Zimmer was stupefied, never having received anything from home or from anywhere else. He opened the packet—a box appeared—then the box—and saw the cross of honor. He became pale; his eyes filled with tears, he staggered against a balustrade, and then shouted “
Vive l’Empereur!
” in such tones that the three halls rang and rang again.

The carrier looked on smiling.

“You are satisfied,” said he.

“Satisfied! I need but one thing more.”

“And what is that?”

“Permission to go to the city.”

“You must ask Monsieur Tardieu, the surgeon-in-chief.”

He went away laughing, while we ascended arm-in-arm, to ask permission of the surgeon-major, an old man, who had heard the “
Vive l’Empereur!
” and demanded gravely:

“What is the matter?”

Zimmer showed his cross and replied:

“Pardon, major; but I am more than usually merry.”

“I can easily believe you,” said Monsieur Tardieu; “you want a pass to the city?”

“If you will be so good; for myself and my comrade, Joseph Bertha.”

The surgeon had examined my wound the day before.
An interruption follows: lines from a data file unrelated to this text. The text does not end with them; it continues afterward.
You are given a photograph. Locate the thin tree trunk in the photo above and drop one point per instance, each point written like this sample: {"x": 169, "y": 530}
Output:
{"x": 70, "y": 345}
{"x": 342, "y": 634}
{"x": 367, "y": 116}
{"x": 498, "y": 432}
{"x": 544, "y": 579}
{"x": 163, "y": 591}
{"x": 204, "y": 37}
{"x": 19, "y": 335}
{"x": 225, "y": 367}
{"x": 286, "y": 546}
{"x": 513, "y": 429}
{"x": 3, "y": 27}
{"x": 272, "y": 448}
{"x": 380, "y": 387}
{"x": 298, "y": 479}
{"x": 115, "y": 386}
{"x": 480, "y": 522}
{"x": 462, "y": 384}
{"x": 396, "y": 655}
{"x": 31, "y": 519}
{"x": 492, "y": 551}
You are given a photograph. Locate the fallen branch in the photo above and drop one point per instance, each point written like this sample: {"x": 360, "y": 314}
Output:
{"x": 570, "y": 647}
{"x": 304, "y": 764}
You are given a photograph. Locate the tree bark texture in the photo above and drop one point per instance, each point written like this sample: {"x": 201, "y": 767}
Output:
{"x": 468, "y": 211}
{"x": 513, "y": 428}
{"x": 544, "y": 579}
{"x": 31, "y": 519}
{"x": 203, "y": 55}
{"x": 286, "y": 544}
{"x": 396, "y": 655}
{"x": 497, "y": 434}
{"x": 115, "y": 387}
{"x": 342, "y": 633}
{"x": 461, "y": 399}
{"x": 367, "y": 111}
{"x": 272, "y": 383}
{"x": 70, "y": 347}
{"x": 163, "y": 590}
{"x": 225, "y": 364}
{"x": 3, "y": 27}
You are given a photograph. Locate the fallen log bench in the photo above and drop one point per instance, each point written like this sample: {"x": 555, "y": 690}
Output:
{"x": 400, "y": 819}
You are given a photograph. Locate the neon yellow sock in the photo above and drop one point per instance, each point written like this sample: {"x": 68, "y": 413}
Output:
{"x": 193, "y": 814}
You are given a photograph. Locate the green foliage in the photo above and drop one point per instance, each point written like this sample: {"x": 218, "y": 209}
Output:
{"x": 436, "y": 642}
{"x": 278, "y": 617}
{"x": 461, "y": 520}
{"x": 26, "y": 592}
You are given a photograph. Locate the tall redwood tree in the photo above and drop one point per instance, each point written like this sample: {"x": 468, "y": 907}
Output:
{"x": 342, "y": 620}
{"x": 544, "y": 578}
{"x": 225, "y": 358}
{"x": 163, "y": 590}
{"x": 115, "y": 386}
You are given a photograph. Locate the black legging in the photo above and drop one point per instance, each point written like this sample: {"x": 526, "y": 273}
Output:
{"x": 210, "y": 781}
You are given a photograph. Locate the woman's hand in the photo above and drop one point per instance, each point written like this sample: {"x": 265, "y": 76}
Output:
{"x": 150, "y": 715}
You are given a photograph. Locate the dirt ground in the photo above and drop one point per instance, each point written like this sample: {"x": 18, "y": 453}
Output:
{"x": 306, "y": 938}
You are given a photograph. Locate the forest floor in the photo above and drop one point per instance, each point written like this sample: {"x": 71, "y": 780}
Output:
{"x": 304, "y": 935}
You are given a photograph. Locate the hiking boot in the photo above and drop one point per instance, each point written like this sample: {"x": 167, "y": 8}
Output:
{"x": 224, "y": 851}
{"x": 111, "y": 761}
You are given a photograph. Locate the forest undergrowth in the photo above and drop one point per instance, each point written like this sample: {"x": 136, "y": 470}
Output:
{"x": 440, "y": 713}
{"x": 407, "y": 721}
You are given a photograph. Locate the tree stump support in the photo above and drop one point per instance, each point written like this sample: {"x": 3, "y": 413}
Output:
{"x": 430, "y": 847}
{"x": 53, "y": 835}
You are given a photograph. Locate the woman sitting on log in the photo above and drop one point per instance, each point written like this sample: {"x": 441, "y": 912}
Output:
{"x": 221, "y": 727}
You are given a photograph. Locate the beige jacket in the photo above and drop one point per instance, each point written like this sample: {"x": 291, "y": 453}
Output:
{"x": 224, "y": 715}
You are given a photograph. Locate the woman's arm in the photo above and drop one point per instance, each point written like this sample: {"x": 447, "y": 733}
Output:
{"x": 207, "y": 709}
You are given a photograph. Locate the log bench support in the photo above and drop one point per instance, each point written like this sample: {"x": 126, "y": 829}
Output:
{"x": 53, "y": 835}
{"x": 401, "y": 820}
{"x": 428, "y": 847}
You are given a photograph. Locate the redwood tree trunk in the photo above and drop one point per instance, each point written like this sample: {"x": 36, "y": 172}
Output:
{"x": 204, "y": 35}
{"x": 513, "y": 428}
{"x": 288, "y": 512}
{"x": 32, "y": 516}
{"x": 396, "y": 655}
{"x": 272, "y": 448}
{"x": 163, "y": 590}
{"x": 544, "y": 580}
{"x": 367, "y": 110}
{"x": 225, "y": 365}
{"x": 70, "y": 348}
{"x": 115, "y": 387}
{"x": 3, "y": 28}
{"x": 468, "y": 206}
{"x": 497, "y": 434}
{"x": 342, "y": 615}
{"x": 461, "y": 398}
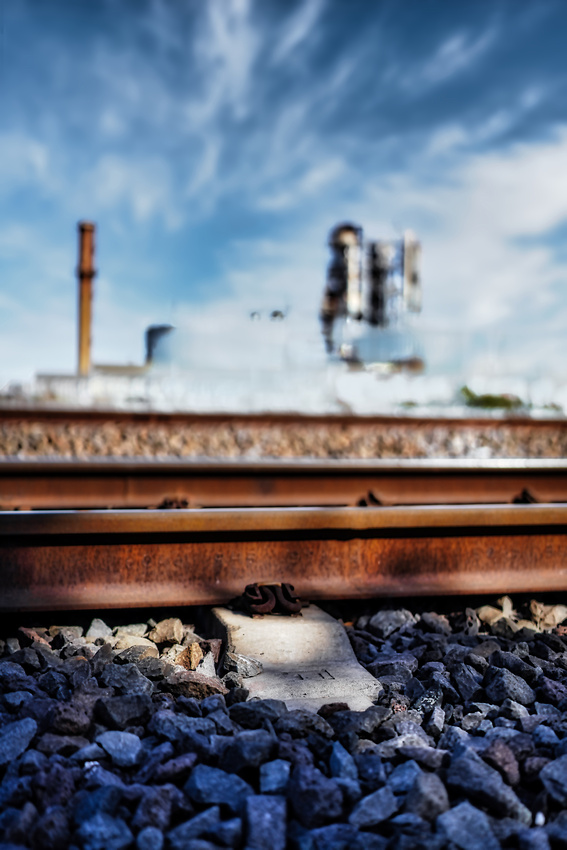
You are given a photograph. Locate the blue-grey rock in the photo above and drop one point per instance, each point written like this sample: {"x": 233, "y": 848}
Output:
{"x": 202, "y": 824}
{"x": 504, "y": 685}
{"x": 470, "y": 776}
{"x": 126, "y": 710}
{"x": 403, "y": 777}
{"x": 154, "y": 809}
{"x": 427, "y": 797}
{"x": 314, "y": 798}
{"x": 374, "y": 809}
{"x": 266, "y": 822}
{"x": 467, "y": 681}
{"x": 15, "y": 738}
{"x": 124, "y": 748}
{"x": 300, "y": 723}
{"x": 543, "y": 736}
{"x": 126, "y": 678}
{"x": 149, "y": 838}
{"x": 351, "y": 789}
{"x": 342, "y": 763}
{"x": 104, "y": 800}
{"x": 211, "y": 786}
{"x": 251, "y": 715}
{"x": 229, "y": 832}
{"x": 371, "y": 771}
{"x": 250, "y": 748}
{"x": 274, "y": 776}
{"x": 336, "y": 836}
{"x": 533, "y": 839}
{"x": 103, "y": 832}
{"x": 384, "y": 623}
{"x": 554, "y": 778}
{"x": 52, "y": 830}
{"x": 175, "y": 727}
{"x": 468, "y": 828}
{"x": 14, "y": 700}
He took out his portfolio and gave us passes. We left as proud as kings—Zimmer of his cross, I, of my letter.

Downstairs in the great vestibule the porter cried:

“Hold on there! Where are you going?”

Zimmer showed him our passes, and we sallied forth, glad to breathe the free air, without, once more. A sentinel showed us the post-office, where I was to receive my hundred francs.

Then, more gravely, for our joy had sunk deeper in our hearts, we reached the gate of Halle about two musket shots to the left, at the end of a long avenue of lindens. Each faubourg is separated from the old ramparts only by these avenues, and all around Leipzig passes another very wide one, also bordered with lindens. The ramparts are very old—such as we see at Saint Hippolyte, on the upper Rhine,—crumbling, grass-grown walls; at least such they are if the Germans have not repaired them since 1813.